By Sue Stuckey
Catering for people between the ages of ‘2 and 92’, bicycle maker Raleigh produces one million bikes a year, many for sale in the UK. Today the company is again profitable. During its post-war heyday, Raleigh made five million bikes a year which it sold, also profitably, into more than 140 countries.
In the years between, customers, markets and methods have changed. And the need to respond to those changes has brought a dramatic turnaround in Raleigh fortunes and the way the company is run. Over the past 10 years, the move from volume exporter to niche domestic player has been key to the company’s survival. The choice, says Alan Spencer, operations director was simple – change or die.
Addressing a workshop this week organised by the Institution of Electrical Engineers on the theme of responsiveness in manufacturing, he told delegates that cheap good quality imports, political instability in export markets and the evolution of the bicycle as a fashion item had challenged existing business practices based on long lead times, huge stocks and a culture of ‘we sell what we make’.
A pioneer of the all-steel frame, drop handlebars, Sturmey Archer gears, the children’s Chopper, the 16 inch wheel and winner of countless racing awards during its 110-year history, Raleigh failed to stop the rot which it blames on lack of investment in the early 1980s.
Raleigh now makes bikes in 90 colours that appeal to fashion conscious youngsters. The mountain bike is the top seller. It focuses on the demands of the stockist as well as the consumer. ‘People want more choice and the stockist is getting smarter,’ says Spencer.
In Raleigh’s case, responsiveness – the ability to respond to the demands of the stockist wanting lower stocks that produce higher margins as well as consumer demands – has meant reducing manufacturing firm time (the period when orders on the factory floor can be changed) from three months to three weeks. Manufacturing lead time (the time it takes to make a bike) has fallen from 42 days to four.
The challenge is to bring firm time and lead time into line, at less than four days. Finished stocks have fallen from three months to three weeks. In the same 10-year period, Raleigh sold two-thirds of its 25ha Nottingham site and cut the UK manufactured content of its bikes from 85% to 40%. It no longer makes washers but concentrates on making frames and wheels as well as painting and assembly. Raleigh measures success today in relation to its share of the market by value not by volume.

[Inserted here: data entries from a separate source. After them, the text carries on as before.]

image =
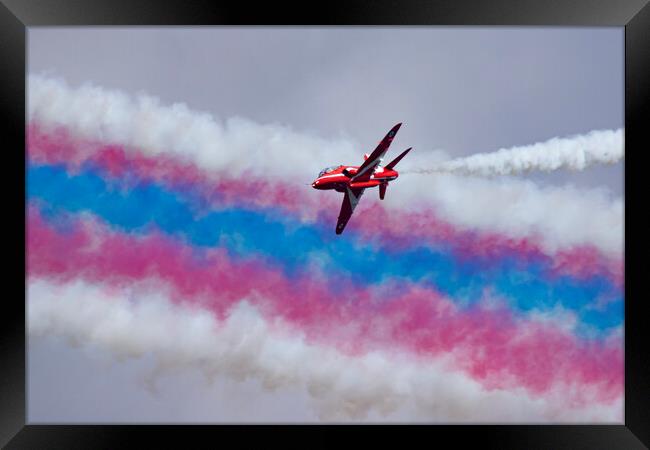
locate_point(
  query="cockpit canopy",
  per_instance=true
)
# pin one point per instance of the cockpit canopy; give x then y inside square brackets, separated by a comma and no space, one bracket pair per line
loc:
[327,170]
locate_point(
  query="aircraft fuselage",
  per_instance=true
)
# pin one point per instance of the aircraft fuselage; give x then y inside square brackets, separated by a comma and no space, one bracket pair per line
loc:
[341,177]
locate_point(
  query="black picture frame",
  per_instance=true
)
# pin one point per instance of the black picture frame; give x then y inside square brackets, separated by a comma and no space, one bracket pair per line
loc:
[16,15]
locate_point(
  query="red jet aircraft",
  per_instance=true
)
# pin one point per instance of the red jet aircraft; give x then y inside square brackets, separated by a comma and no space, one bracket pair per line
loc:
[353,180]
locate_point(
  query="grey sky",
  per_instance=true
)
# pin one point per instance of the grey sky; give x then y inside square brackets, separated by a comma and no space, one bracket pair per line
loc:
[464,90]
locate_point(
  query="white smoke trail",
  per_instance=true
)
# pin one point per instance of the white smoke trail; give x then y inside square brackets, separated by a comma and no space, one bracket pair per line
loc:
[572,153]
[130,323]
[559,216]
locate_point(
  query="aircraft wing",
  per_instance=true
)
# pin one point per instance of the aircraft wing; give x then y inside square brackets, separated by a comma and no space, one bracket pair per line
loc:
[370,164]
[350,200]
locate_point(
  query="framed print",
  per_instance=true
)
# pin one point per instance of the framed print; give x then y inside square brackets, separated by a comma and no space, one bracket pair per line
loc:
[346,215]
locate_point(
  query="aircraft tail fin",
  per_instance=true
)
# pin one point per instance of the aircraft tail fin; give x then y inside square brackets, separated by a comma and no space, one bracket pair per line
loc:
[382,190]
[394,162]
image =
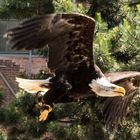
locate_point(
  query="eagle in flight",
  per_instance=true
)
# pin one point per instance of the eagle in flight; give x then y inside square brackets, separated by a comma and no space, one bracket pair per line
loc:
[68,38]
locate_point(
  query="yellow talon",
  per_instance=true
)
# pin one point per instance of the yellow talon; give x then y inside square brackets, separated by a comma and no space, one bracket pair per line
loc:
[44,114]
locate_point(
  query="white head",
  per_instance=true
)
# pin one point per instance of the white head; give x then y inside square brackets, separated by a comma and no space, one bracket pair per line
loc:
[103,87]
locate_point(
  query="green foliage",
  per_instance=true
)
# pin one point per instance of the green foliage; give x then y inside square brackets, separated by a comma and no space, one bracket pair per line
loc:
[15,8]
[116,47]
[1,136]
[1,95]
[68,6]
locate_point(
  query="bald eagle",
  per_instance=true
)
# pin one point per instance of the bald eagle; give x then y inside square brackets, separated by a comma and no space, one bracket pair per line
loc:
[69,40]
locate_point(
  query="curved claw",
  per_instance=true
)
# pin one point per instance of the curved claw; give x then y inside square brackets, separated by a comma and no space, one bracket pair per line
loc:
[44,114]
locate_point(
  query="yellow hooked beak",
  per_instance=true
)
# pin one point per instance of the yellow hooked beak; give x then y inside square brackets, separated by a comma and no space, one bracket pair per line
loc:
[120,91]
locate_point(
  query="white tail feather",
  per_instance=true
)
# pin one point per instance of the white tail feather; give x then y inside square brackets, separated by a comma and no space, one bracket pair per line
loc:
[33,86]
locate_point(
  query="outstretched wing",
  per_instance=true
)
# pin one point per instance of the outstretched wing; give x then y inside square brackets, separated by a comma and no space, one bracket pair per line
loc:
[69,37]
[115,108]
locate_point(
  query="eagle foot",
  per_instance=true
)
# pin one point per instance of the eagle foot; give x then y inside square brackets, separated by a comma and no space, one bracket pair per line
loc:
[45,112]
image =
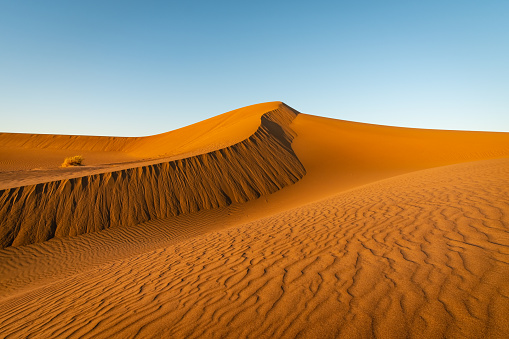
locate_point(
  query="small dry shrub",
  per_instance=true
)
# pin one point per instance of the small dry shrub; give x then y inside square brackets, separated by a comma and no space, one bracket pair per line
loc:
[76,160]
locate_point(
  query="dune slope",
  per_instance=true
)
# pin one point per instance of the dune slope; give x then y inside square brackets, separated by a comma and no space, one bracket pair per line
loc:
[424,254]
[263,223]
[259,165]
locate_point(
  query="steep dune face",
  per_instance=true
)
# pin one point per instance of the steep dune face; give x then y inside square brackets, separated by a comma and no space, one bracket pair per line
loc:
[264,223]
[259,165]
[419,255]
[20,151]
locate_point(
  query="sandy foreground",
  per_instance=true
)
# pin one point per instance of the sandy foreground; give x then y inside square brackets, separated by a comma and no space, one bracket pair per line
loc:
[260,222]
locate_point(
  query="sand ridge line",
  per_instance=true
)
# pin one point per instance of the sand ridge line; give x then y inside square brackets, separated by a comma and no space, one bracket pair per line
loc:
[259,165]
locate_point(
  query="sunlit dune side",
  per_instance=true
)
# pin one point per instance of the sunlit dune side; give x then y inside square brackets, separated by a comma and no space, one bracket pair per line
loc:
[261,222]
[259,165]
[424,254]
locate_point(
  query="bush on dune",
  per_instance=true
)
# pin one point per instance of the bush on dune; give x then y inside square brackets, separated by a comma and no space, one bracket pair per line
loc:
[76,160]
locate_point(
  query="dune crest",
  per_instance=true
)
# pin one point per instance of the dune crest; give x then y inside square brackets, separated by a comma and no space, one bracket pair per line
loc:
[259,165]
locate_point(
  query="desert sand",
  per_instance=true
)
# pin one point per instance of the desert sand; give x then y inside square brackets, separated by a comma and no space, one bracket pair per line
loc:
[261,222]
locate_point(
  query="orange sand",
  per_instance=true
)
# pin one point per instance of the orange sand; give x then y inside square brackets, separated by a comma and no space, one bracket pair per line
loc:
[257,223]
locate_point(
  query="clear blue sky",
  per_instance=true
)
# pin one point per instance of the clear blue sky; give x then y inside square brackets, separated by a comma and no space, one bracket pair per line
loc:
[145,67]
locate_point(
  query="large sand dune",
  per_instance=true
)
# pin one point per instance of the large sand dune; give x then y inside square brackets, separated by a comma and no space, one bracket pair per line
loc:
[260,222]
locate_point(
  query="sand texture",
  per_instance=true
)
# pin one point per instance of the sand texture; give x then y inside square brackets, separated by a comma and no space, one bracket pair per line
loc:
[290,226]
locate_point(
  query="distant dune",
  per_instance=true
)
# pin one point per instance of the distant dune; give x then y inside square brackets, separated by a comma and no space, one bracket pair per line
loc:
[261,222]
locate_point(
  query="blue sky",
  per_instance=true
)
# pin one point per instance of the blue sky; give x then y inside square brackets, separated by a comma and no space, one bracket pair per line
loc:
[136,68]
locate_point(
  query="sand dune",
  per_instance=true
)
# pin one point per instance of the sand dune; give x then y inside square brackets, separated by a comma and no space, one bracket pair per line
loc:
[289,226]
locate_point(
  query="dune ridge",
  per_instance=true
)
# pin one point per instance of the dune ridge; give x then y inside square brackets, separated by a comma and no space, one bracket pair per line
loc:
[259,165]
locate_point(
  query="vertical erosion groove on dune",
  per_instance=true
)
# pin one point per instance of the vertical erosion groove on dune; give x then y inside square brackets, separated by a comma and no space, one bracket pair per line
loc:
[261,164]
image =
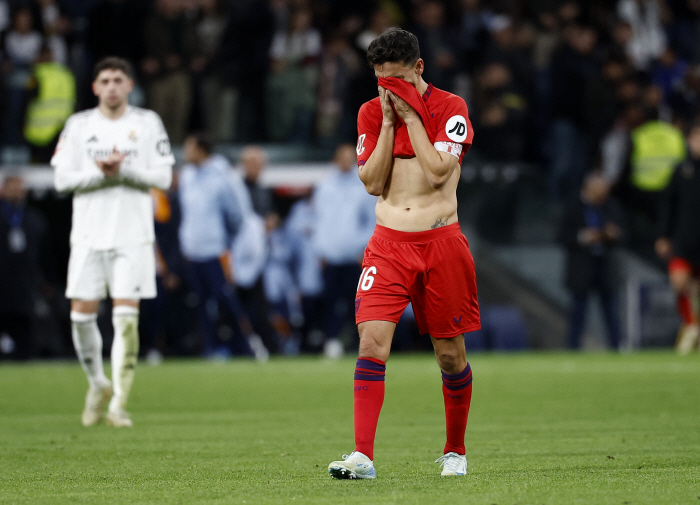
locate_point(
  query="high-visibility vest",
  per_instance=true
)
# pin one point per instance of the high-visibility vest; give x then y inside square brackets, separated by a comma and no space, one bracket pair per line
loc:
[657,147]
[48,112]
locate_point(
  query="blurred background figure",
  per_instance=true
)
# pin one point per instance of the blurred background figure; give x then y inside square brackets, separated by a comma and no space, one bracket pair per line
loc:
[23,266]
[291,87]
[212,215]
[52,87]
[306,270]
[591,227]
[254,161]
[679,241]
[345,222]
[170,46]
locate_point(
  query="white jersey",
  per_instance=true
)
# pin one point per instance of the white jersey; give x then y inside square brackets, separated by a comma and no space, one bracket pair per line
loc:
[112,212]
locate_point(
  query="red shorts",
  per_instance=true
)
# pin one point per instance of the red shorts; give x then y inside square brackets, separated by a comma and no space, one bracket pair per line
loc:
[678,264]
[432,269]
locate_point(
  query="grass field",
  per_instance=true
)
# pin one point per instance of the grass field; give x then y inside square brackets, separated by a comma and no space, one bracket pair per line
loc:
[544,429]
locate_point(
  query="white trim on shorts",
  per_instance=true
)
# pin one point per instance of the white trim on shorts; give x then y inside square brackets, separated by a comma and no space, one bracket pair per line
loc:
[126,273]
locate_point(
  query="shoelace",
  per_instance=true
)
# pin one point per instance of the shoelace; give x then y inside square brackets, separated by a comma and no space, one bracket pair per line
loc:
[448,460]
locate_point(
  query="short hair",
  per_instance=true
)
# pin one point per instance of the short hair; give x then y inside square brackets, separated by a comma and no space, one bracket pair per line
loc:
[203,142]
[394,46]
[113,63]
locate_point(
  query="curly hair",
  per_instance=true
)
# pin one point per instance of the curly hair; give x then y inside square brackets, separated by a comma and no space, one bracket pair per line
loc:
[113,63]
[394,46]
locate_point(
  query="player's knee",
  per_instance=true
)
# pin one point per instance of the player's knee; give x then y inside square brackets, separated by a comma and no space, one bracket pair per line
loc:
[681,281]
[373,346]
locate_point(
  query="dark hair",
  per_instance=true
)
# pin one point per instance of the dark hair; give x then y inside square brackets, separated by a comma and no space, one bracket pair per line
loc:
[394,46]
[203,142]
[113,63]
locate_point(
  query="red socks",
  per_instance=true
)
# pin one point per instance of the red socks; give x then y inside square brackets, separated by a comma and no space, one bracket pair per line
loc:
[685,309]
[369,397]
[457,391]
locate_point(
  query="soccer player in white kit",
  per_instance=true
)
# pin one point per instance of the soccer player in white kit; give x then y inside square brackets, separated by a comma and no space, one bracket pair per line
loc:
[110,157]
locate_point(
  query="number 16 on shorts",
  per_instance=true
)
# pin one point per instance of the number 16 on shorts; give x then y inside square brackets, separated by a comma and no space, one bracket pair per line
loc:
[366,278]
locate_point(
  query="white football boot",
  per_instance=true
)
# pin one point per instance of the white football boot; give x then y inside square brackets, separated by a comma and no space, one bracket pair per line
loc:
[354,466]
[95,401]
[119,418]
[452,464]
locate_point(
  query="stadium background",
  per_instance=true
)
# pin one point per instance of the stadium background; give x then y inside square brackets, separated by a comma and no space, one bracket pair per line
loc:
[554,88]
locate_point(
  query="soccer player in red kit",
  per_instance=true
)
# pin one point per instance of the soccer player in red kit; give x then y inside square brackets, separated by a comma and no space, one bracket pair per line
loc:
[411,140]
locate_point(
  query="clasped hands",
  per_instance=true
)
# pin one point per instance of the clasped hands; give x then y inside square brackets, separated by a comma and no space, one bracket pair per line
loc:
[110,167]
[400,107]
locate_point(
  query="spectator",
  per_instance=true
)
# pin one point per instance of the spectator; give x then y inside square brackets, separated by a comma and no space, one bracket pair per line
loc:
[254,161]
[437,43]
[115,28]
[306,270]
[216,102]
[291,99]
[211,215]
[20,48]
[339,64]
[53,86]
[679,241]
[591,227]
[242,64]
[170,45]
[345,222]
[162,318]
[502,113]
[648,39]
[23,251]
[574,65]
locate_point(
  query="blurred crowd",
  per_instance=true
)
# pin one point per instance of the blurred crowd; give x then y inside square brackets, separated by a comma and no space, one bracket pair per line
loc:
[608,88]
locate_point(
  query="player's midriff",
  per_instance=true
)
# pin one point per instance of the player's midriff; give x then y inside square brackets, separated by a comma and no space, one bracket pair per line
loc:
[410,203]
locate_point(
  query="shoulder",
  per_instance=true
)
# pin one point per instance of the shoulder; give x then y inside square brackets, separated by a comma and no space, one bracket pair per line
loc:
[80,118]
[448,102]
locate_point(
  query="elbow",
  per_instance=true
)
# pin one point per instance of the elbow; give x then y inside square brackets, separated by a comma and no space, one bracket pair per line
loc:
[374,189]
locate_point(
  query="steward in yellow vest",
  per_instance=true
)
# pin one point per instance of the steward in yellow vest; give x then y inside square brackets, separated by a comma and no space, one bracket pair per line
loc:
[657,147]
[53,104]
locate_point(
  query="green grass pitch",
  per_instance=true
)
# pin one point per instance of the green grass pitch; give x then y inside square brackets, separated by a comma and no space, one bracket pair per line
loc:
[544,429]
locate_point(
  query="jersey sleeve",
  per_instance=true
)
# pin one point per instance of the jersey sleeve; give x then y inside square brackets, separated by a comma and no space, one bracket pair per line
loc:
[368,127]
[69,175]
[454,126]
[158,171]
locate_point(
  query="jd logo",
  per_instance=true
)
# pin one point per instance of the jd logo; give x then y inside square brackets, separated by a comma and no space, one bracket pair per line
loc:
[456,128]
[163,147]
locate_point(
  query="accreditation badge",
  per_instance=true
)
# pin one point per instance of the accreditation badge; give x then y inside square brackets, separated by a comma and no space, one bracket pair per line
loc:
[17,240]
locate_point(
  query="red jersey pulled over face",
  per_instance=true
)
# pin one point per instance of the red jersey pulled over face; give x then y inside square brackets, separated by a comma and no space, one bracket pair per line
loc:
[448,111]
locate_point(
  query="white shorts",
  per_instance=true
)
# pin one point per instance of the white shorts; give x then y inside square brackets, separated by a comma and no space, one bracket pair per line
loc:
[126,273]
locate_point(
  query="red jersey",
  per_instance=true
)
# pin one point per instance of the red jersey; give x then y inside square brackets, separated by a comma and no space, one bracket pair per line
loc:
[449,113]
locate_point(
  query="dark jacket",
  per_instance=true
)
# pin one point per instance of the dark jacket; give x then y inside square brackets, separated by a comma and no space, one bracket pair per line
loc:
[22,254]
[680,211]
[589,266]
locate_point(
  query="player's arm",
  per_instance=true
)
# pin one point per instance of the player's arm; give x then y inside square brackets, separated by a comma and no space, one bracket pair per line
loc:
[158,172]
[437,166]
[375,171]
[69,175]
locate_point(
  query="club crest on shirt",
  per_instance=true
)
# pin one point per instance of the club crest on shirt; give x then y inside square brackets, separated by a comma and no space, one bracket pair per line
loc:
[456,129]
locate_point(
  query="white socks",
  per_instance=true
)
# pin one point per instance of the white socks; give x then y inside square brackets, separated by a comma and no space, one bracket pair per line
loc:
[125,352]
[88,345]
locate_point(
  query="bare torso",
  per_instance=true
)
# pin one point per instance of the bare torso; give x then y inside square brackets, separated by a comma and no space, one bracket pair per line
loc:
[410,203]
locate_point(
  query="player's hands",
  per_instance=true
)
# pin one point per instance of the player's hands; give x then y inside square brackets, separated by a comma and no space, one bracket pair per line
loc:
[589,236]
[403,110]
[110,167]
[389,116]
[663,248]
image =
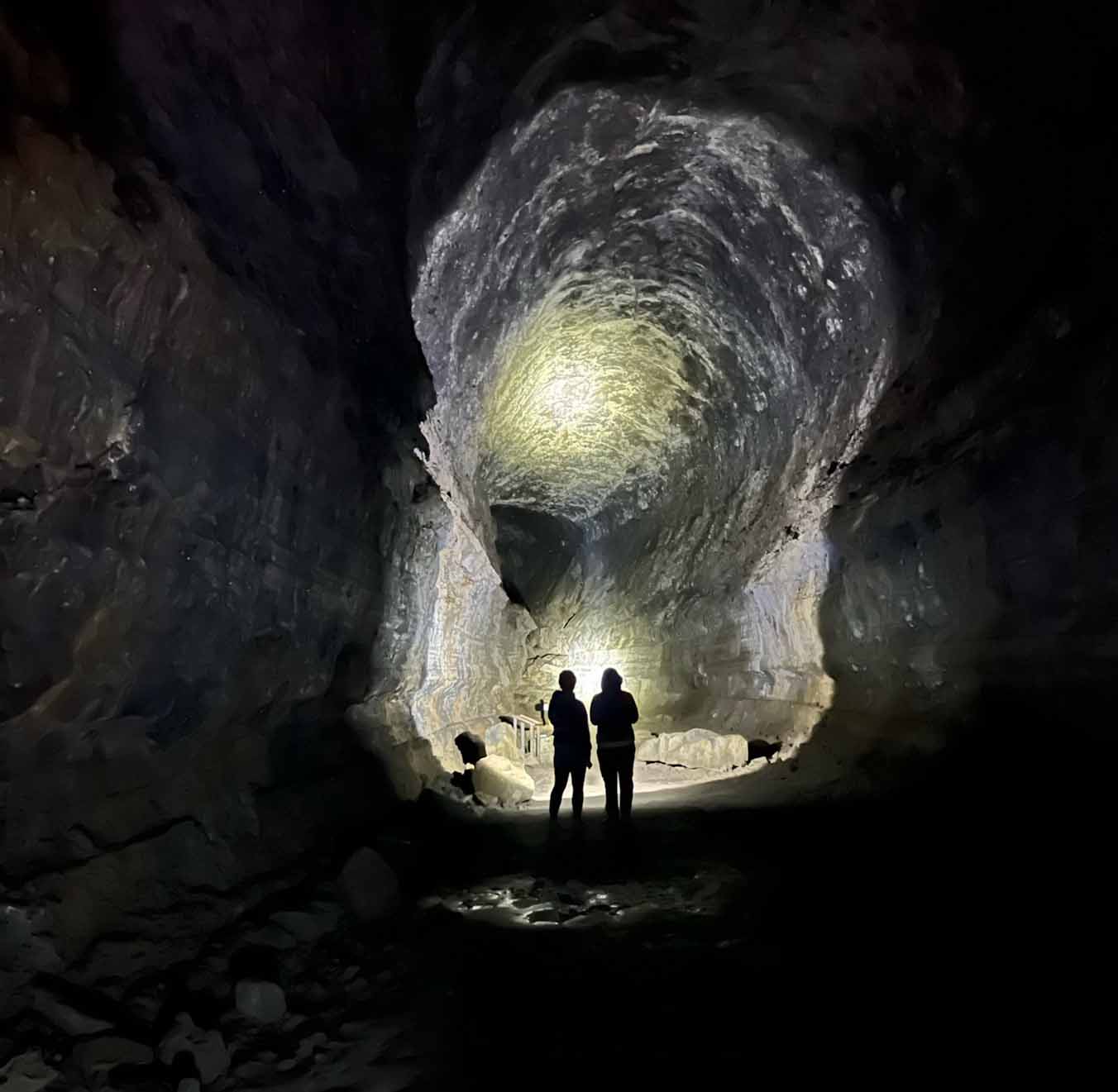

Working practices had to change, spencer told the workshop. To cope with the three-month build-up to Christmas when half of all sales are made, staff work a two or three-shift day over five days, using temporary staff to supplement the usual four-day, single-shift working. Pay rates stay the same over the year.
But the idea persists that it is cheaper to make 1,000-off. Spencer suggests ‘we need a culture which says we will examine the issues and then tackle the problems that stop us being flexible and responsive’. The core workforce is being trained to meet a long-term goal of interchangeable skills to meet the day’s demands.
Highly visible shopfloor information systems are central to managing a flexible, responsive production environment. Raleigh is moving away from a rigid point to point system of MRP control towards faster, less regimented just-in-time methods based on realtime batch and Kanban controls. An attempt to modify the existing MRP system is seen as a temporary fix while the company evaluates systems to meet its IT requirements.
Jeremy Matson, a researcher at Cambridge University department of engineering, highlighted at the workshop the complexity of the decision-making process and the burden it puts on IT systems, seen as a weak link in a company’s attempt to respond to change. Headed by Dr Duncan McFarlane, the department’s manufacturing automation and control group has received a £120,000 grant from the Engineering and Physical Science Research Council to develop audit procedures which companies can use to measure their responsiveness to change within an existing production environment.
The emphasis is to help managers understand how their factory decision systems work so they can fine tune them for extra performance. If you have 50 parts and 50 possible manufacturing sequences you end up with different costs and the choice can be mathematically very challenging, says Matson.
Another speaker, Dr Bart MacCarthy at the University of Nottingham department of engineering and operations management, warned managers to regard responsiveness not as an isolated step but as a performance objective within the overall manufacturing strategy.
Independent consultant Dr Paul Kidd goes further. Responsiveness is a defensive measure, he argues. He proposes that firms actively promote change as part of a strategic plan. ‘You have got to acquire competitive advantage that is difficult to emulate’, he says.